Pyruvate synthase (Mbur_2155 –to Mbur_2158) and pyruvate carboxylase (Mbur_2425 to Mbur_2426) provide a pathway for synthesis of oxaloacetate from acetyl-CoA. Synthesis of 2-oxoglutarate from oxaloacetate and acetyl-CoA is likely to take place through a truncated oxidative tricarboxylic acid (TCA) cycle. The genes involved in the reductive steps of the TCA cycle from oxaloacetate to 2-oxoglutarate are almost completely missing, with only a heterodimeric fumarase (Mbur_0250 to Mbur_0251) present. In the oxidative direction, citrate synthase was initially thought to be missing on the basis of the automated genome annotation. However, a citrate synthase with alternate stereospecificity (known as Re-citrate synthase) has been characterized in a Clostridium species, and an ortholog in M. burtonii was identified during the manual annotation process (Mbur_1075) (Li et al., 2007a). Aconitase (Mbur_0316) is present (see Cold adaptation is associated with specific signatures of genome evolution section), and Mbur_1073 (isocitrate/isopropylmalate dehydrogenase) is a likely candidate to catalyze the remaining step from isocitrate to 2-oxoglutarate.

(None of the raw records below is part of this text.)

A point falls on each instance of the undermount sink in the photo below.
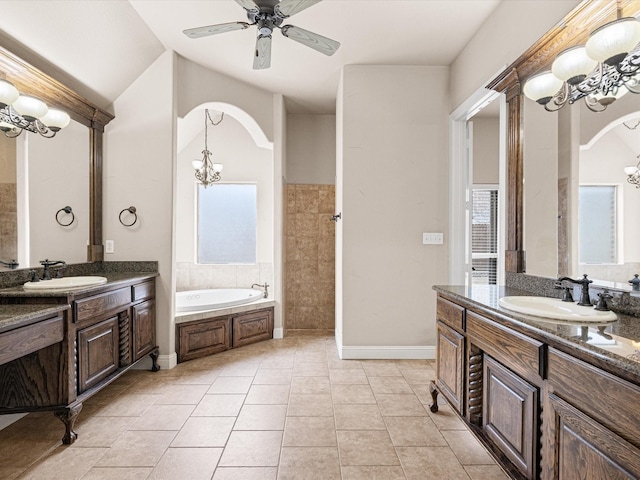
(65, 283)
(555, 308)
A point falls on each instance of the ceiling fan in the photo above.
(268, 15)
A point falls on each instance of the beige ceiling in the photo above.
(101, 46)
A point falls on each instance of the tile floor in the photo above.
(282, 409)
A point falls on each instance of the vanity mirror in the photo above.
(49, 174)
(544, 157)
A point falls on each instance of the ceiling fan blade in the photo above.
(214, 29)
(286, 8)
(262, 57)
(248, 5)
(317, 42)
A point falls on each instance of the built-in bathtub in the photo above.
(215, 298)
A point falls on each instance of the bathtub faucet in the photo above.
(265, 286)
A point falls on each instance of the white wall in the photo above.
(392, 187)
(58, 172)
(486, 150)
(243, 161)
(540, 152)
(311, 149)
(139, 170)
(510, 30)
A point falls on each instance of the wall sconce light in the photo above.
(207, 172)
(633, 174)
(600, 72)
(22, 112)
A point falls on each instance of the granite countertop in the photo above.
(113, 278)
(615, 343)
(16, 316)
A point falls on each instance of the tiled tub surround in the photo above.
(309, 268)
(192, 276)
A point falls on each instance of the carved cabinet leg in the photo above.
(434, 396)
(154, 359)
(68, 417)
(475, 385)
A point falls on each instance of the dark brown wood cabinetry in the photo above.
(200, 338)
(540, 406)
(57, 362)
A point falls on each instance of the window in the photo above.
(227, 215)
(484, 236)
(597, 224)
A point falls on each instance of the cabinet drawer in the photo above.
(23, 341)
(93, 306)
(510, 415)
(450, 313)
(252, 327)
(521, 353)
(602, 396)
(143, 291)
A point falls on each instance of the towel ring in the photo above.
(132, 211)
(68, 211)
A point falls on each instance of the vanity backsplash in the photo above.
(11, 278)
(624, 300)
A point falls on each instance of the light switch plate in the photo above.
(432, 238)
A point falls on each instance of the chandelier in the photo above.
(207, 172)
(633, 174)
(23, 112)
(600, 72)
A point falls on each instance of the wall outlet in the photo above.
(432, 238)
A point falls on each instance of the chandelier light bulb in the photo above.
(573, 65)
(31, 108)
(611, 43)
(542, 87)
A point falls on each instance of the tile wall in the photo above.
(309, 269)
(8, 222)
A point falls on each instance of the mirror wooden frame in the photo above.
(574, 29)
(31, 81)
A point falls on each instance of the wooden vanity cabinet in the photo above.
(541, 410)
(107, 330)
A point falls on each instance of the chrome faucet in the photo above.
(46, 273)
(265, 286)
(585, 299)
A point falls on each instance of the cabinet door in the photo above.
(252, 327)
(510, 415)
(144, 328)
(97, 352)
(585, 449)
(449, 370)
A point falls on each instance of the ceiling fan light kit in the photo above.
(268, 15)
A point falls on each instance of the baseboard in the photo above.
(166, 362)
(427, 352)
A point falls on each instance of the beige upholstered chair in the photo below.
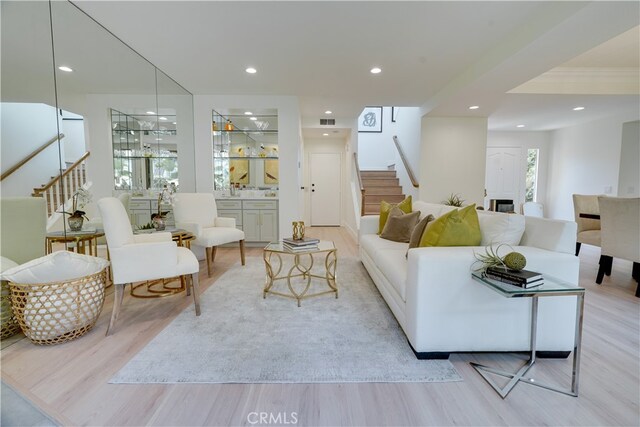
(135, 258)
(620, 219)
(533, 209)
(198, 214)
(588, 228)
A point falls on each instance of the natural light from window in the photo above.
(532, 175)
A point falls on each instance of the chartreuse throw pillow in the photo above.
(385, 208)
(456, 228)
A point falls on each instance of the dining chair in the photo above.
(198, 214)
(586, 213)
(620, 219)
(533, 209)
(136, 258)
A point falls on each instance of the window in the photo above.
(532, 175)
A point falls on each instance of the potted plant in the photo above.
(79, 200)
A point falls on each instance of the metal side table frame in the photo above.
(552, 287)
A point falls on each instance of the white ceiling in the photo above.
(441, 56)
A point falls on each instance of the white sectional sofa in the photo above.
(442, 309)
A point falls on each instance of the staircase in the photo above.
(379, 186)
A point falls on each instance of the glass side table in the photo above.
(551, 287)
(302, 265)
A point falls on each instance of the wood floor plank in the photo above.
(70, 381)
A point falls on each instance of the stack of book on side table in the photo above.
(523, 278)
(300, 245)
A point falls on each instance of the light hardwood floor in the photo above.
(70, 381)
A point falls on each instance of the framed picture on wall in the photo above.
(370, 120)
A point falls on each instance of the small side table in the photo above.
(161, 288)
(551, 287)
(82, 239)
(274, 251)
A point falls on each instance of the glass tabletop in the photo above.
(323, 246)
(551, 286)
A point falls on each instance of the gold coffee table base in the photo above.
(157, 288)
(299, 269)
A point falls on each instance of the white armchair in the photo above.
(620, 219)
(198, 214)
(141, 257)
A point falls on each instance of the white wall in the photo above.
(629, 176)
(526, 140)
(25, 127)
(584, 159)
(452, 158)
(289, 140)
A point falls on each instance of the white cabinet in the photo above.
(257, 218)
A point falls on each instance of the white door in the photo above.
(324, 169)
(503, 173)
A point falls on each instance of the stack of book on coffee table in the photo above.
(300, 245)
(522, 278)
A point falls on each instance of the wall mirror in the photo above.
(102, 75)
(245, 150)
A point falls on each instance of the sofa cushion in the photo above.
(455, 228)
(498, 228)
(416, 234)
(399, 225)
(434, 209)
(386, 207)
(389, 257)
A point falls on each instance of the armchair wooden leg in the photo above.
(196, 292)
(209, 256)
(606, 263)
(117, 302)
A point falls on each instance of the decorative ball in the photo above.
(515, 261)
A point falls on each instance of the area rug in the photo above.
(242, 338)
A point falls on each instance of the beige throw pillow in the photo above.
(399, 225)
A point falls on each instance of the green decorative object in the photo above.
(454, 200)
(515, 261)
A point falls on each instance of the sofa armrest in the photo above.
(191, 227)
(440, 294)
(551, 234)
(225, 222)
(369, 225)
(152, 237)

M. burtonii has biosynthetic pathways for pyrrolysine in addition to the 20 standard amino acids. Akin to Methanosarcina spp., M. burtonii has two pathways for cysteine synthesis: the tRNA-dependent pathway (Sauerwald et al., 2005) and the O-acetylserine pathway. Cysteinyl-tRNA synthetase is absent, so the tRNA-dependent pathway is probably the only way to make cysteine for incorporation into proteins. Pyrrolysyl-tRNA synthetase (Mbur_2086) is located adjacent to the putative gene cassette for pyrrolysine synthesis (Mbur_2083 to Mbur_2085) (Longstaff et al., 2007); thus pyrrolysine is synthesized before being attached to its tRNA. Evidence for the incorporation of pyrrolysine in methyltransferase enzymes has been provided from proteomic studies (Goodchild et al., 2004a).

The way in which M. burtonii fixes nitrogen is unclear from the genome sequence. One nifH and one nifD homolog are present, but they cluster phylogenetically with group IV nitrogenase-related genes that are not expected to be involved in nitrogen fixation (Raymond et al., 2004). To test the ability of M. burtonii to fix nitrogen, we grew cells in defined media with N2 gas as the sole source of nitrogen. Growth was observed after several generations and repeated passaging, although rates of growth and growth yield were lower than in media supplemented with an organic or inorganic nitrogen source (not shown). Preliminary analysis of nifH mRNA levels indicates that gene expression occurs even when cells are grown in complex media (not shown). These data indicate that M. burtonii fixes nitrogen through an as yet, undefined pathway.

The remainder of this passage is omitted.